Bahrain Watch is a "research and advocacy organisation" devoted to issues related to Bahrain. The group was founded in 2011 by several people, including journalist Ala'a Shehabi.

== Activism ==
One of the group's subdivisions, PR Watch, works to identify articles commissioned by the Bahraini government in Western newspapers. The group estimates the government spent US$50 million on such commissioned pieces between 2011 and 2014.

In 2012, Bahrain Watch reported that Bahraini police were using unmarked tear gas canisters to obscure which countries and companies they were sourced from.

In 2013, the group led a campaign to block a shipment of 1.6 million tear gas canisters from South Korea to Bahrain's Interior Ministry. Although their complaint was rejected on the grounds that the company producing the tear gas canisters was not breaking any laws, the government of South Korea did agree to suspend exports of the canisters to Bahrain due to the country's unstable political situation.

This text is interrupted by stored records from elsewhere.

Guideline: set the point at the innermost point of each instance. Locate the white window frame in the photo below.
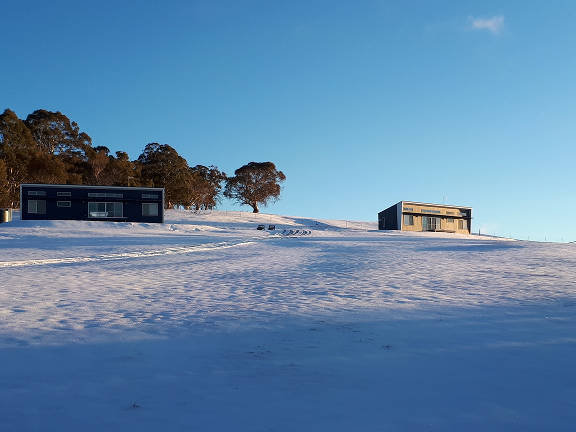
(33, 206)
(36, 193)
(146, 214)
(104, 214)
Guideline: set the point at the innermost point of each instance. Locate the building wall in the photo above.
(388, 219)
(449, 217)
(76, 199)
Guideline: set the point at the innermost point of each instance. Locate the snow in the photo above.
(205, 323)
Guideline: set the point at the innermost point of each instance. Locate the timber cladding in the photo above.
(415, 216)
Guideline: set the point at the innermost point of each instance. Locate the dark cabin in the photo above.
(98, 203)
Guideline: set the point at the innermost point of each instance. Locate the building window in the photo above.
(149, 209)
(105, 210)
(104, 195)
(37, 206)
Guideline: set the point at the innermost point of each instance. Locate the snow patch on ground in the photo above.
(206, 323)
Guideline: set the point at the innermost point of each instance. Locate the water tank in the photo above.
(5, 215)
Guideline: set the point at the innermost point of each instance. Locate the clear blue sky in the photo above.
(361, 104)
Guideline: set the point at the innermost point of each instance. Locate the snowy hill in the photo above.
(205, 323)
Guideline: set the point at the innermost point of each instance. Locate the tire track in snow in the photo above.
(127, 255)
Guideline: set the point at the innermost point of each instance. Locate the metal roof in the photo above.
(90, 187)
(434, 205)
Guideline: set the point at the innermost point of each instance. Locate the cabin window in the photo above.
(104, 195)
(149, 209)
(105, 210)
(37, 206)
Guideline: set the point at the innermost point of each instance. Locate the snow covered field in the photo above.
(206, 324)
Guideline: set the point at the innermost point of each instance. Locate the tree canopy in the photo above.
(255, 183)
(48, 147)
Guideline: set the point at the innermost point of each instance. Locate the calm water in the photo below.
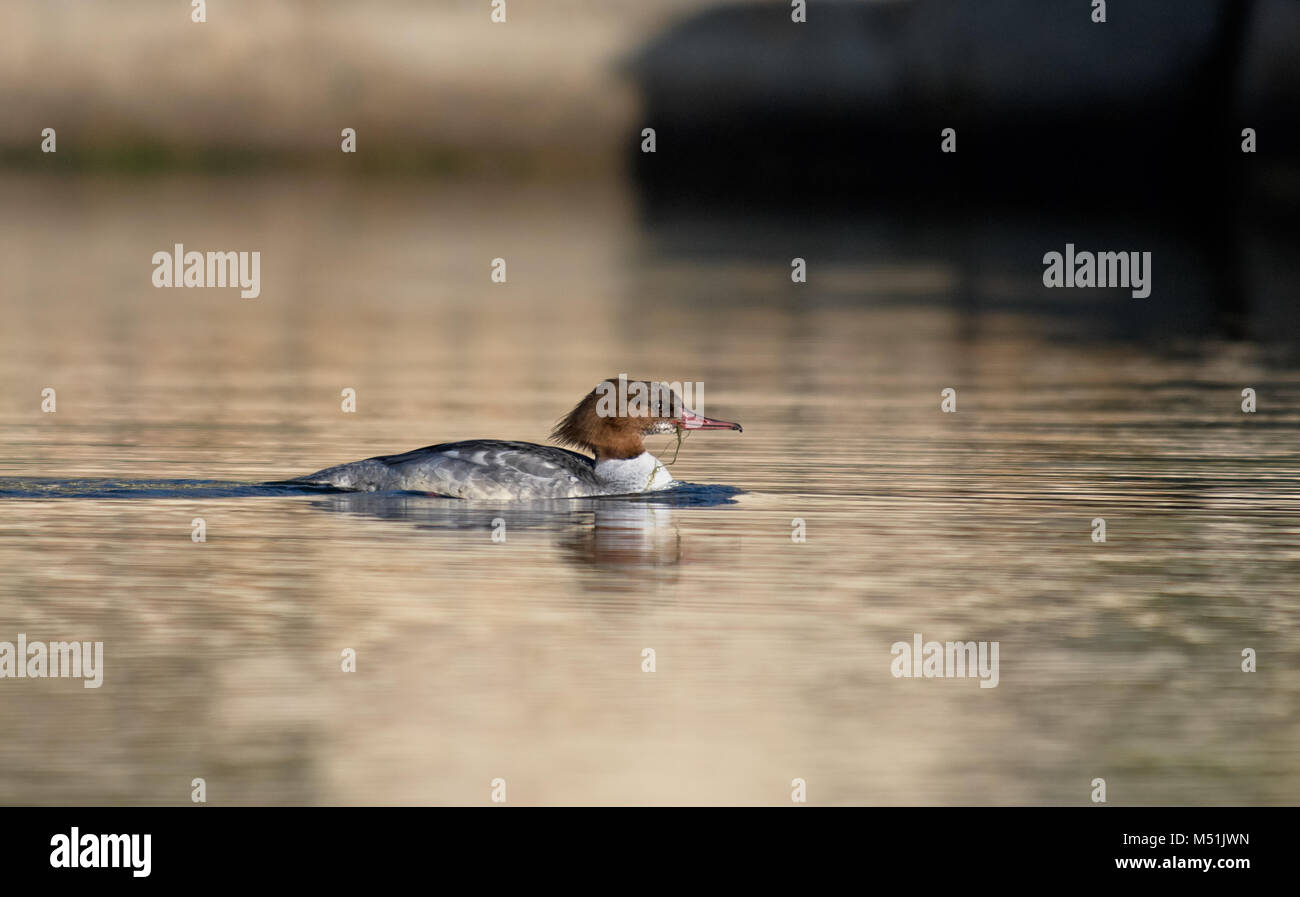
(521, 659)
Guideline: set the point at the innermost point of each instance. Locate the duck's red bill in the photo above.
(692, 421)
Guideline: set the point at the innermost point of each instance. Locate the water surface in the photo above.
(480, 658)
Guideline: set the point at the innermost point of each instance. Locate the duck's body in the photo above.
(498, 469)
(501, 469)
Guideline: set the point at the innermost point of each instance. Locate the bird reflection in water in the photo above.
(612, 532)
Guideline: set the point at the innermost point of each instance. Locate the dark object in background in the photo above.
(1048, 105)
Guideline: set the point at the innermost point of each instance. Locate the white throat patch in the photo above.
(642, 473)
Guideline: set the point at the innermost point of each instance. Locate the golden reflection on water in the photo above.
(521, 659)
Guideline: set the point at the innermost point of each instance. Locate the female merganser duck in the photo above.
(609, 428)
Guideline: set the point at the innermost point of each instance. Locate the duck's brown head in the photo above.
(612, 419)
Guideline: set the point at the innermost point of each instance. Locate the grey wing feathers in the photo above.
(475, 468)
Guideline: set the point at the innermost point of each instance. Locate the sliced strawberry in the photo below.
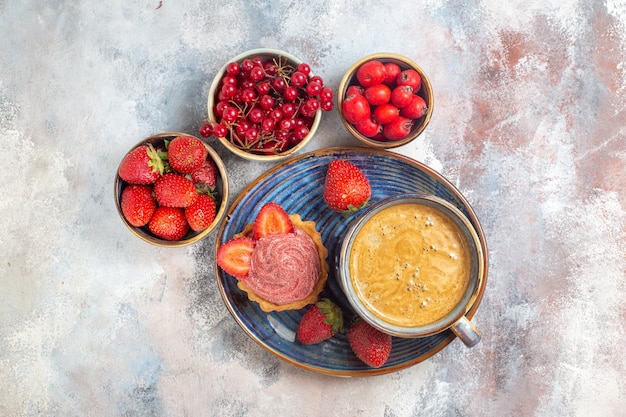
(234, 256)
(272, 219)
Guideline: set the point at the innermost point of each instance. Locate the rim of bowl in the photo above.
(211, 104)
(426, 87)
(142, 232)
(470, 295)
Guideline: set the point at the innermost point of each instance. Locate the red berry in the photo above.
(186, 153)
(355, 108)
(370, 345)
(201, 214)
(346, 188)
(234, 256)
(398, 128)
(142, 165)
(169, 223)
(272, 219)
(415, 109)
(410, 77)
(138, 204)
(392, 69)
(386, 113)
(370, 73)
(401, 96)
(378, 94)
(174, 190)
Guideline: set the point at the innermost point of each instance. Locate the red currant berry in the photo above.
(256, 115)
(304, 68)
(230, 114)
(298, 79)
(317, 79)
(270, 68)
(228, 90)
(289, 109)
(326, 94)
(279, 84)
(290, 93)
(233, 68)
(247, 65)
(257, 73)
(251, 134)
(268, 124)
(220, 130)
(312, 105)
(276, 114)
(263, 88)
(248, 95)
(206, 130)
(266, 102)
(313, 88)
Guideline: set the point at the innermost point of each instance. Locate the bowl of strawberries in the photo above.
(385, 100)
(171, 189)
(265, 105)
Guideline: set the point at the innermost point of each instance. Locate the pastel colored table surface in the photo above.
(528, 126)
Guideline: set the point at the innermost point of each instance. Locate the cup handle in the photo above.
(466, 331)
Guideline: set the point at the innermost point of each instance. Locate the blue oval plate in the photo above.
(297, 184)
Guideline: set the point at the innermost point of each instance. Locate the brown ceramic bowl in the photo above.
(229, 141)
(425, 91)
(143, 232)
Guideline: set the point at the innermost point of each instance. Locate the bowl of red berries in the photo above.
(265, 105)
(171, 189)
(385, 100)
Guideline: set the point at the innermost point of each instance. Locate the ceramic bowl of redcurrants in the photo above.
(171, 189)
(265, 105)
(385, 100)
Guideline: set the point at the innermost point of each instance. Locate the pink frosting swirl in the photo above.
(284, 268)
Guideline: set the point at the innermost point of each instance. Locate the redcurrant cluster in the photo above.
(267, 106)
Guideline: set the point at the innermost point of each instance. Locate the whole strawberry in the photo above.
(346, 188)
(169, 223)
(370, 345)
(138, 204)
(174, 190)
(205, 176)
(142, 165)
(201, 214)
(320, 322)
(186, 153)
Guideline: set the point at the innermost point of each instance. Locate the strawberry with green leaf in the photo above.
(320, 322)
(186, 153)
(346, 188)
(143, 165)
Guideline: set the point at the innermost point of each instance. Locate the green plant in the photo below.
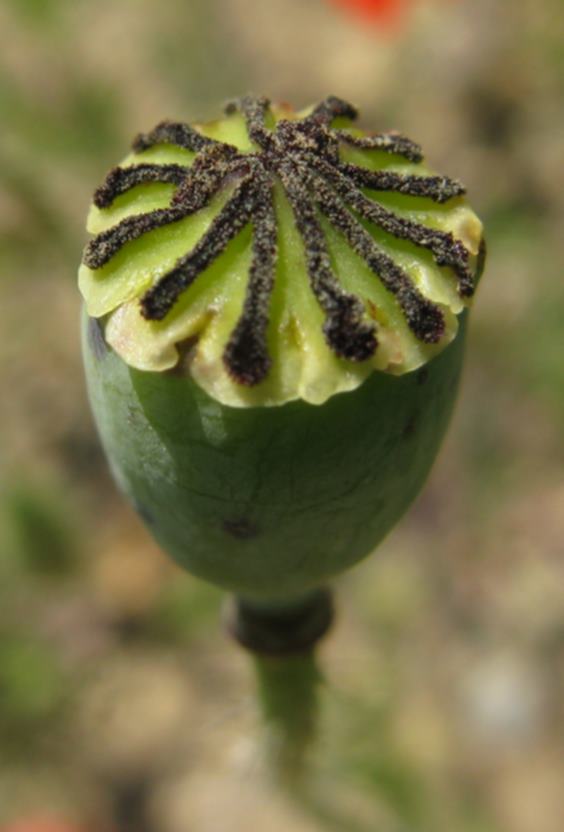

In 2014, the group filed a complaint in the UK against Gamma International for allegedly providing spyware to the Bahraini government. Bahrain Watch itself has faced multiple attempted hacking attacks.

In 2015, the group released a report on a series of digital attacks made against Bahraini activists living abroad, although they were not able to identify the perpetrator.

In July 2016, Bahrain Watch released a report on the government's suppression of the internet in Diraz following protests there.

In 2016, the organization launched a website titled #200MoreStories in response to the British Council's #200Stories, which aimed to celebrate "200 years of relations between the UK and Bahrain". Bahrain Watch started their campaign to draw attention to more critical and nuanced perspectives on the two countries' relationship.

The organization has leaked documents relating to donations or funding given by the Bahraini government to other groups or organizations. In 2017, the group launched the Bahrain Budget Transparency Project, an online repository of data about the budgets of the Bahraini government.

In 2018, the group reported that the Bahraini government was using spyware to find information about and track activists on social media.

== Members ==
Among the group's members is cyber-activist Ali Abdulemam.